# Can I pull a horse trailer?



## RosieAndLily (18 January 2009)

Hi
Please help!
I have a normal driving license and would like to know if I can pull a trailer with it? or do I need a HGV license?
Please help asap
Rosie


----------



## emilyw (18 January 2009)

if you passed your test before 1997 then you can tow horses but if not you have to take a b+e test (not a HGV test)


----------



## RosieAndLily (18 January 2009)

Thanks emilyw But what is a b &amp; e test?


----------



## checkmate1 (18 January 2009)

If you passed your driving test after 1997 you have to take the b+E test  (can't remember what it stands for) to enable you to tow anything over 3.5t, basically this means any horse trailer and car combination as when you have horse and tack and car combined it usually is over 3.5t. You can tow if you have a qualified person sat beside you (i.e someone who has taken the test for an experienced tow-er who passed pre-1997)


----------



## alsxx (18 January 2009)

You would either need to take a test or tow a combination where the vehicle MAM (Maximum authorised mass) and trailer MAM do no exceed 3.5t and the MAM of the trailer does not exceed the kerb weight of your towing vehicle.
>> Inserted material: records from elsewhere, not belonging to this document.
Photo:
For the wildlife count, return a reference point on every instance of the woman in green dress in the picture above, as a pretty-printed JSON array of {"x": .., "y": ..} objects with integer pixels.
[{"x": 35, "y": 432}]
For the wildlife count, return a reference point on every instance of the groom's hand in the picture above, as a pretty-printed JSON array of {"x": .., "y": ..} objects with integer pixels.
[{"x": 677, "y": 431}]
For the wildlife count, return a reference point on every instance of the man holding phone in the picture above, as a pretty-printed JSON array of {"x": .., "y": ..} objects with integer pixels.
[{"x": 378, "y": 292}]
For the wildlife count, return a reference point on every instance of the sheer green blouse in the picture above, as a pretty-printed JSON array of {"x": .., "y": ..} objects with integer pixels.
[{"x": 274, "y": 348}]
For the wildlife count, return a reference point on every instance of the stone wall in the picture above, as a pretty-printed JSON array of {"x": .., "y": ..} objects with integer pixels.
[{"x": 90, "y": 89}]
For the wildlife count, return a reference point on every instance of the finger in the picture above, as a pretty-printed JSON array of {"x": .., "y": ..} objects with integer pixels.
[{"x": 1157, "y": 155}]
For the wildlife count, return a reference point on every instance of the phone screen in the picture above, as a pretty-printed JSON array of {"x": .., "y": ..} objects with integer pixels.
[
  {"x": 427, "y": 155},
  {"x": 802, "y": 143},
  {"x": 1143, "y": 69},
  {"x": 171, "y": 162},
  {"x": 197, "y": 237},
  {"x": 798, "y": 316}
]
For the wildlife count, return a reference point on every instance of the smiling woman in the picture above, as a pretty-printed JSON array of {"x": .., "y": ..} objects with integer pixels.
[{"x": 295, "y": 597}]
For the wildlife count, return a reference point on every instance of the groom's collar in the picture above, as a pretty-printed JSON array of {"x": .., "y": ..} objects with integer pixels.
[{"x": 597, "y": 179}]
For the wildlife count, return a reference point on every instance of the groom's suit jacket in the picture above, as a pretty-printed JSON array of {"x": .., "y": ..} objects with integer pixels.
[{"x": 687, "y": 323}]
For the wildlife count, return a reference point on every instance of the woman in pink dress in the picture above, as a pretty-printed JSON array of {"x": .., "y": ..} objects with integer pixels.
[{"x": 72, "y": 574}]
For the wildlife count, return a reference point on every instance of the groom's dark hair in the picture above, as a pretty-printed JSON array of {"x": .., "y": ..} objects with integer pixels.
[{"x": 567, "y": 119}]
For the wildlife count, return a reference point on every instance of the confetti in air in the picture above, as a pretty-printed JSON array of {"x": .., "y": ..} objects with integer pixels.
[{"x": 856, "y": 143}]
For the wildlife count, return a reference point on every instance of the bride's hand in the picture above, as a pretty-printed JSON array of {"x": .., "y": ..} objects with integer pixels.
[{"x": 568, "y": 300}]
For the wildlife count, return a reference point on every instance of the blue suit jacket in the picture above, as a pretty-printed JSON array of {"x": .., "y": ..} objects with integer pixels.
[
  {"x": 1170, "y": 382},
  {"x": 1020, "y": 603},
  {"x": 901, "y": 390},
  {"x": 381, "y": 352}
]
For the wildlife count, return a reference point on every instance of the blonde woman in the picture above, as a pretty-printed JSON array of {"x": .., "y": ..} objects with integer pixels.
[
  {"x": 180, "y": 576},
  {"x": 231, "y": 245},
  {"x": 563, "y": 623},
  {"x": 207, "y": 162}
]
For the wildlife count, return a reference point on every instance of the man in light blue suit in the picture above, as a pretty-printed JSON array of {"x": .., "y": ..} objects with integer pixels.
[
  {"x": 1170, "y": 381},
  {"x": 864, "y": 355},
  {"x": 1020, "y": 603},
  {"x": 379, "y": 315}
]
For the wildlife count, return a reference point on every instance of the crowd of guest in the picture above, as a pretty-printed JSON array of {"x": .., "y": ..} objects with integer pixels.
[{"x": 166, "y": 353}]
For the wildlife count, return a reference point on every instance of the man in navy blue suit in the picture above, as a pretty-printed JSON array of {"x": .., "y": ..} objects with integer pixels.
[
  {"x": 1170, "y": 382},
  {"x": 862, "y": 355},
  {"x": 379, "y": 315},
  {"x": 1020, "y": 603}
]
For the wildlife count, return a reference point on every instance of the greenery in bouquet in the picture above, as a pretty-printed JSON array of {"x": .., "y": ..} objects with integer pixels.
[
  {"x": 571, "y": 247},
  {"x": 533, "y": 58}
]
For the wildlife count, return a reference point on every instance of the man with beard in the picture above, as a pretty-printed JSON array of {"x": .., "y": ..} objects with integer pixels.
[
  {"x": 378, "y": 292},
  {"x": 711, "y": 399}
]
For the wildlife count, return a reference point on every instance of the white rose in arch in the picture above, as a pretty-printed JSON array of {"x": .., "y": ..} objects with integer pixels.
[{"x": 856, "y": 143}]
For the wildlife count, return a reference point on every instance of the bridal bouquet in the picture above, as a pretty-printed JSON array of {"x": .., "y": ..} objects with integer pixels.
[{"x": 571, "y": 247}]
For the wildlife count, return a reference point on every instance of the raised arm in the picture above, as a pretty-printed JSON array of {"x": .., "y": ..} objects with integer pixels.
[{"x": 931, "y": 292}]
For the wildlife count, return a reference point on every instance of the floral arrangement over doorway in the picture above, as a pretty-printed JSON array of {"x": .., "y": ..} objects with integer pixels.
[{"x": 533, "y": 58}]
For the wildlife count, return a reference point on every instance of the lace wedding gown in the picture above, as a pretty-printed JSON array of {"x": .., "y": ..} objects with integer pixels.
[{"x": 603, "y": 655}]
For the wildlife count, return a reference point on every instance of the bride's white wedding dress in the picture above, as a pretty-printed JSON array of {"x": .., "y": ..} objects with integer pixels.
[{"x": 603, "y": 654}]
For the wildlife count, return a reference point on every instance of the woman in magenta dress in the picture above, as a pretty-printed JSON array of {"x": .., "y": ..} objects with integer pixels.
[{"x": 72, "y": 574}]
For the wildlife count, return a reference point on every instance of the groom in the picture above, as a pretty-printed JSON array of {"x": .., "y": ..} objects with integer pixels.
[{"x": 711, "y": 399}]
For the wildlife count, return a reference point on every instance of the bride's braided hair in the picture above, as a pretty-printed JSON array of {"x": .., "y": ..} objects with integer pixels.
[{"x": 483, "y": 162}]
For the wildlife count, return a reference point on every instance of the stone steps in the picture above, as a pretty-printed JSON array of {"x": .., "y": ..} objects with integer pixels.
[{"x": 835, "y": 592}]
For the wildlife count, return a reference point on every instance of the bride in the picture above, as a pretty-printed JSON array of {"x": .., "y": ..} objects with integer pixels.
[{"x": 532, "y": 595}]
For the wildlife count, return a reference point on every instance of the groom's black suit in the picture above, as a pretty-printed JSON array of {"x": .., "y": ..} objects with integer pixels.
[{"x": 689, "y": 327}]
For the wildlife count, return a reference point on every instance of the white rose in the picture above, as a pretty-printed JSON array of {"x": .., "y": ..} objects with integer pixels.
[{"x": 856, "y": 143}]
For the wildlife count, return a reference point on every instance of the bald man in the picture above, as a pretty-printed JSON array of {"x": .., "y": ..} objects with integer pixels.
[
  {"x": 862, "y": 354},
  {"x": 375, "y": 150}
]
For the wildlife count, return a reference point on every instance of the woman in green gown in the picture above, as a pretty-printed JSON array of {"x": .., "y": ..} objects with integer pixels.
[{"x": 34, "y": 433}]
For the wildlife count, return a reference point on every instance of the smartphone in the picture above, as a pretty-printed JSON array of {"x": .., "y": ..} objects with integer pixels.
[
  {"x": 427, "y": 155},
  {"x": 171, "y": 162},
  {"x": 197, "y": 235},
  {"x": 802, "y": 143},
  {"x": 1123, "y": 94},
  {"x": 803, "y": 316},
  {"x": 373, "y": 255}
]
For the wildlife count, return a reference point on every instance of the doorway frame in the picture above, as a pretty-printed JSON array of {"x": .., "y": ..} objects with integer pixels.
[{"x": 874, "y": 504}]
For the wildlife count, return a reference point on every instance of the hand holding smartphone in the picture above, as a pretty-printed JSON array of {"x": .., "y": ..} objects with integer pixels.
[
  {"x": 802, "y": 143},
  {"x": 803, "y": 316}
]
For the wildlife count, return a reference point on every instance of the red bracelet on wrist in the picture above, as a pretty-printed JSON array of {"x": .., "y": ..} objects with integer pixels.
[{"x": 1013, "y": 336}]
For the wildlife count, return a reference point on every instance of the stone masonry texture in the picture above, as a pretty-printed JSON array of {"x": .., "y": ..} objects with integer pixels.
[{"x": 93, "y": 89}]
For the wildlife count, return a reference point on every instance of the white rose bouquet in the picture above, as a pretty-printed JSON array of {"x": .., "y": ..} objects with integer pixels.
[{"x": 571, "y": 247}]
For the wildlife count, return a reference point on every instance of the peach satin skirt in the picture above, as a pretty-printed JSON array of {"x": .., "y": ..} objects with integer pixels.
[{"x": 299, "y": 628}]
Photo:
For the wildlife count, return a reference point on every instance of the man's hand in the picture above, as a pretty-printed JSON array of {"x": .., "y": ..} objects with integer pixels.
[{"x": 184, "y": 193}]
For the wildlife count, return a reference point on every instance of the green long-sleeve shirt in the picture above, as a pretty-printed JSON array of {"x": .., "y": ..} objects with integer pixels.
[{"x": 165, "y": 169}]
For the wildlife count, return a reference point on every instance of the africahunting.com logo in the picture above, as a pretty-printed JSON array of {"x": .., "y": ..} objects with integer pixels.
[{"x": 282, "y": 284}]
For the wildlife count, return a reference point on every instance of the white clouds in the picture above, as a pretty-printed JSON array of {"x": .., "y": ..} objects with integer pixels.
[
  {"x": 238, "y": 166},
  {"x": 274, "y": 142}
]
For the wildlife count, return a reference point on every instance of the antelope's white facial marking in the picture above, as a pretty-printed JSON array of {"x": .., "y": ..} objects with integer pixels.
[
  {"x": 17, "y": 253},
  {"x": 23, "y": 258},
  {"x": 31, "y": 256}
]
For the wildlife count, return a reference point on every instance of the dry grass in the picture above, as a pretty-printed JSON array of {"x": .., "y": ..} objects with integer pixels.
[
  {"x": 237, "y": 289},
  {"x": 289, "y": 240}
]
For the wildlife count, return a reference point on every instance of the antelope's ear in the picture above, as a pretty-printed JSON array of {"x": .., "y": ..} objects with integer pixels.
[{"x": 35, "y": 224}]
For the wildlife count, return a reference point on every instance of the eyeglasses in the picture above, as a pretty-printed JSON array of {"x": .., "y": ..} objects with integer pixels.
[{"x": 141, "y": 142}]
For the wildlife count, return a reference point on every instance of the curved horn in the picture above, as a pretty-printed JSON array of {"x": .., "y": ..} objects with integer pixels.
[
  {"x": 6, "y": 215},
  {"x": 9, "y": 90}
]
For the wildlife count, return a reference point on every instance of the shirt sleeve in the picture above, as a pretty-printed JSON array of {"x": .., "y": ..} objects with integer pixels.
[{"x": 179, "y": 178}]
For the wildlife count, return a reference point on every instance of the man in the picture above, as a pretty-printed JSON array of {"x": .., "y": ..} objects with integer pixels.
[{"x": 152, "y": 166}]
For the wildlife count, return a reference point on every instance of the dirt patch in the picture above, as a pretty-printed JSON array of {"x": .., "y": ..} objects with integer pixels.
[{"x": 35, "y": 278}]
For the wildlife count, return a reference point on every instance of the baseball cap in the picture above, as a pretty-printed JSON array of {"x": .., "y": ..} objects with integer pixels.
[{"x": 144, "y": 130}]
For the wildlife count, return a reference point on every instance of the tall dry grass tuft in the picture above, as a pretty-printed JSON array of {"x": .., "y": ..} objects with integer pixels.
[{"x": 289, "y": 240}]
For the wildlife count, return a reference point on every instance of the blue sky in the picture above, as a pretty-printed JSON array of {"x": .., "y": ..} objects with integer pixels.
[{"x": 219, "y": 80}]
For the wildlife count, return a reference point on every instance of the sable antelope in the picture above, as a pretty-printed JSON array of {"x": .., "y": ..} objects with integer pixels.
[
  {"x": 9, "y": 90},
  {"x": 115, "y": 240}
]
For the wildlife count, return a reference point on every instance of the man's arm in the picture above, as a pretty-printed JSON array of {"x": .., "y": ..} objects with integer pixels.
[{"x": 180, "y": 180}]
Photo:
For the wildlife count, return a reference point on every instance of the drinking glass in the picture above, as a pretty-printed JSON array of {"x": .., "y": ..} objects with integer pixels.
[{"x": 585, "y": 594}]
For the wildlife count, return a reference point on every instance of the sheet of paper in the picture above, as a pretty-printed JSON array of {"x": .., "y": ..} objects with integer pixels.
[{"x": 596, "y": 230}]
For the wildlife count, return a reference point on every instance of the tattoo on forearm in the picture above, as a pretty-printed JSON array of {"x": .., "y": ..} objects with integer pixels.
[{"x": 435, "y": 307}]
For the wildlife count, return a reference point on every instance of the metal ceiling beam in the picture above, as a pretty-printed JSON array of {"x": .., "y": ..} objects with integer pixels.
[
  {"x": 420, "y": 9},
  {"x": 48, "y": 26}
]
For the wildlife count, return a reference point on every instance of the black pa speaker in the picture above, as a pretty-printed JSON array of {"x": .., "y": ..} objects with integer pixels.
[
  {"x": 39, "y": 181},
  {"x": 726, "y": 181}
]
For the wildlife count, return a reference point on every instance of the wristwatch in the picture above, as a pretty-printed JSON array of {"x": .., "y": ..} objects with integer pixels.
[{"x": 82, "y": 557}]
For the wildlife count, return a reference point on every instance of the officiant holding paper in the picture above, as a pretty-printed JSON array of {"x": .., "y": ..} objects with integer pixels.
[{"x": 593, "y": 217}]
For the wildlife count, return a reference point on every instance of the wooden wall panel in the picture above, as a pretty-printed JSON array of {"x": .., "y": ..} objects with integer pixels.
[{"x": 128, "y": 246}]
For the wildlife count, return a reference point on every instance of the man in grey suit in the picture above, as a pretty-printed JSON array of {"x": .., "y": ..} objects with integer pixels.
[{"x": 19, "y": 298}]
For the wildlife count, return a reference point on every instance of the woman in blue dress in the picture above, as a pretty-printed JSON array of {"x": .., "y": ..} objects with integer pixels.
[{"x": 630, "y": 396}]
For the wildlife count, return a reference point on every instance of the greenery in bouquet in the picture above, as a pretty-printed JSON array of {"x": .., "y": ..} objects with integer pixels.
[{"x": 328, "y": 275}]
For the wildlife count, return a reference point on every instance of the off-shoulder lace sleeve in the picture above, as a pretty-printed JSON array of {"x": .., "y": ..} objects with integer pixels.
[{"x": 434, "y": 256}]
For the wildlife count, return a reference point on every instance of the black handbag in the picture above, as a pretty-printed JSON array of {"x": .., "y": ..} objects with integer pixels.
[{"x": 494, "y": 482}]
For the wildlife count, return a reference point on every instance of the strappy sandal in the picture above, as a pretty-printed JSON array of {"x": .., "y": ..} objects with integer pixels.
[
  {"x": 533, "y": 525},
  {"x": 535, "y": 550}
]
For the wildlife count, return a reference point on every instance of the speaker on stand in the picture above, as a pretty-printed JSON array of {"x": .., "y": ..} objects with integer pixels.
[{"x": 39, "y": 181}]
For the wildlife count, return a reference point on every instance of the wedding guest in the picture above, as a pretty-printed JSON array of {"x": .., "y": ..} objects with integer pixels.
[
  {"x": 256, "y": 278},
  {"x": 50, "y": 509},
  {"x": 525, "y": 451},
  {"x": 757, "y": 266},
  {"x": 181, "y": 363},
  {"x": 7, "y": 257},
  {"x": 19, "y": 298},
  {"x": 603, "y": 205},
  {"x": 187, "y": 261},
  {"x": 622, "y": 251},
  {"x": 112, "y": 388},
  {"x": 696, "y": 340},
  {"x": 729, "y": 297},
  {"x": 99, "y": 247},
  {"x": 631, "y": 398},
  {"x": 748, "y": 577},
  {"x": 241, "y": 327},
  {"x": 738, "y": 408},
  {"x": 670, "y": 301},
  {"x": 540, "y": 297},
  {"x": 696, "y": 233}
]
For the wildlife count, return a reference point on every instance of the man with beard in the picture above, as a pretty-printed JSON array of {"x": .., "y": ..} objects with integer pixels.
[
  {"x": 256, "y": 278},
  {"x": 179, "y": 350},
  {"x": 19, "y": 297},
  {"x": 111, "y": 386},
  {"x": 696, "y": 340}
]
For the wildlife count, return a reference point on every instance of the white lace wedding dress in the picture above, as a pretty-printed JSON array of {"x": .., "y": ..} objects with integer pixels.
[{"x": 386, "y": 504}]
Or you could tow with L plates and someone with you and tow any vehicle-trailer combination.


----------



## xmoodyxmarex (18 January 2009)

If you passed before 1997 you are fine.

If you passed later you will have to take the B+E Trailer test. Alternatively, you can drive with L Plates with someone who has their trailer liscence as a passenger.


----------



## alsxx (18 January 2009)

Hopefully this will help, taken from the directgov website on driving categories:

Category B - Motor vehicles with a MAM not exceeding 3500kg having not more than eight passenger seats with a trailer up to 750kg. Combinations of towing vehicles in category B and a trailer, where the MAM of the combination does not exceed 3500kg and the MAM of the trailer does not exceed the unladen mass of the towing vehicle

Category B+E - Combinations of vehicles consisting of a vehicle in category B and a trailer, where the combination does not come within category B.

If it helps to give you an idea, I drive a RAV-4 which can tow up to a max of 1500kgs braked weight. Its kerb weight is 1310kgs, and its MAM is 1710kgs. I am going to buy (when horse is no longer broken!!!) a cheval liberte single horse trailer, which is plated (MAM) at 1200kgs (its unladen weight is just under 600kgs and my mare is 450kgs). So this means in total the MAM of vehicle and trailer comes to 2910kgs, well under the 3.5t, and the kerb weight of vehicle is more than the MAM of the trailer. Once I get my trailer I am going to have a couple of lessons. But this means I can tow without having the cost of taking the test and also if I were to take the test, it wouldn't actually benefit me as my car can only tow 1.5tonnes!!!


----------